Model Overview
CriteriaPO/qwen2.5-3b-dpo-finegrained is a 3.1 billion parameter language model developed by CriteriaPO. It is a fine-tuned iteration of the CriteriaPO/qwen2.5-3b-sft-10 base model, specifically optimized using Direct Preference Optimization (DPO). This training methodology, detailed in the paper "Direct Preference Optimization: Your Language Model is Secretly a Reward Model," aims to align the model's outputs more closely with human preferences.
Key Capabilities
- Preference-Aligned Text Generation: The DPO fine-tuning process enhances the model's ability to generate responses that are preferred by humans, making it suitable for applications requiring nuanced and contextually appropriate output.
- Instruction Following: Building upon its SFT base, the DPO fine-tuning further refines its capacity to understand and execute complex instructions.

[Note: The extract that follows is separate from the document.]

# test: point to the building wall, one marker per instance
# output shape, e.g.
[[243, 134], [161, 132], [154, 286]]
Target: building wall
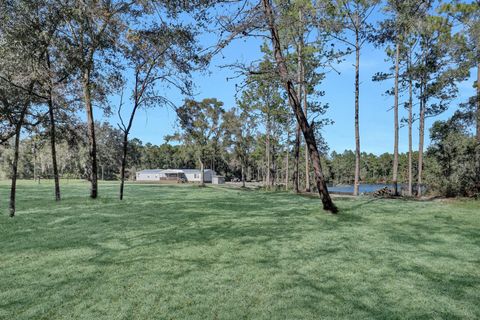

- Extended Context Window: With a context length of 32,768 tokens, the model can process and generate text based on extensive input, supporting more complex and longer-form interactions.
Training Details
The model was trained using the TRL (Transformer Reinforcement Learning) library, a framework for applying reinforcement learning techniques to transformer models. The DPO method directly optimizes a policy to maximize the likelihood of preferred responses over dispreferred ones, without the need for a separate reward model. This approach contributes to its ability to produce high-quality, human-aligned text.
Good For
- Applications requiring models that generate responses aligned with human preferences.
- Conversational AI and chatbots where response quality and naturalness are critical.
- Tasks benefiting from a model with a substantial context window for understanding long prompts or conversations.